Even if all these excoriations are only rhetorical, they will prove meaningful because even federal regulators immune from the appropriations process are susceptible to political influence – as well they should be if they are not also to be unaccountable. That anti-wokeness is already making its mark is evident in many ways, most recently in the inter- agency crypto-liquidity risk statement at great pains to refute any Republican suggestion that tough new standards amount to a blanket ban on engaging in any form of legal cryptoasset activity. In essence, the new statement says, “banks can do crypto if it’s legal, but they almost surely shouldn’t do crypto because it’s way risky and we’re watching.”

To be sure, anything crypto isn’t always toxic. Another way the agencies will handle accusations that they are conducting a stealth-woke anti-crypto campaign is to make it clear that they are just fine with some kinds of cryptoassets in most forms of regulated financial institutions.

This is also the approach taken in Basel’s crypto capital standards, the SEC’s custody rule, and other recent pronouncements. Indeed, not only do federal agencies accept some forms of cryptoassets within the regulatory perimeter – they like at least one: tokenized deposits. As detailed in Treasury statements on CBDC last week and a BIS call the week before for central bank “unified ledgers,” these digital assets are likely to have a glorious future if someone first figures out how to make them work.

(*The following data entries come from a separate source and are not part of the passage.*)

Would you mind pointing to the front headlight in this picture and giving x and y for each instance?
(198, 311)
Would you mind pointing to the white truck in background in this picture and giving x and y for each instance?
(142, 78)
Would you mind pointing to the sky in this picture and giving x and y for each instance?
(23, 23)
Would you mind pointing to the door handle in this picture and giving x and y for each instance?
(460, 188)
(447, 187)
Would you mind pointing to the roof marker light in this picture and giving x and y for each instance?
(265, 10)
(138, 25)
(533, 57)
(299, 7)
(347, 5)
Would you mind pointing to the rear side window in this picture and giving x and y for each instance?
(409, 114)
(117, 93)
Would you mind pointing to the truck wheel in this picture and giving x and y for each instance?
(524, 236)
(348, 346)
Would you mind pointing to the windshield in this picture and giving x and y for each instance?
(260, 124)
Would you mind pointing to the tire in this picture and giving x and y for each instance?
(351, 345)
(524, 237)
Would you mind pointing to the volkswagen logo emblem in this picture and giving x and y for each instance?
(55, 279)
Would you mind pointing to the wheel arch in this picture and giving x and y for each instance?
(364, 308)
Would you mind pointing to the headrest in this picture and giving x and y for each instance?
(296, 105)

Another indication of regulatory susceptibility to political pressure came late last year and bears watching. As we noted at the time, Senate Banking Republicans issued a scathing report arguing that asset managers were abusing their passive-investment privileges by favoring shareholder proposals for super-stakeholder capitalism in the form of net-zero pledges, gender diversity, and other contentious questions. They then dropped a big bomb, suggesting that companies such as BlackRock and Vanguard should be deemed bank holding companies because, when they voted for non-financial governance changes at banking organizations at which they held large stakes, they exercised control. Shortly thereafter, the Federal Reserve announced that it will look into this when considering who’s a BHC. We doubt this will come to much beyond a lot of paperwork by Fed staff and their new friends at big asset managers, but even an inquiry of this magnitude may well have consequences for proxy voting this year and beyond – it’s hard to think of anything BlackRock, Vanguard, and other firms would like less than becoming a bank holding company with all the capital, examination, and flat-out cost this entails.

And then there’s woke’s third rail: climate change. So far, the banking agencies and the SEC are standing firm on pending climate-risk actions, but we suspect the SEC will fold when it comes to Scope 3 disclosures in its pending rule and the banking agencies will redouble their efforts insisting that all they do about climate risk is strictly financial. Anti climate-woke rules will no more be enacted than anti-woke pension standards, but anti-woke pressure will blunt any new climate-change standards the agencies might contemplate in 2024 that could be called woke that then wreak political cost on initiatives over which Congress has more direct control. Pre the GOP take-over of the house, much pretty-woke in the way of climate risk was under consideration in at least one banking agency. Now, not so much.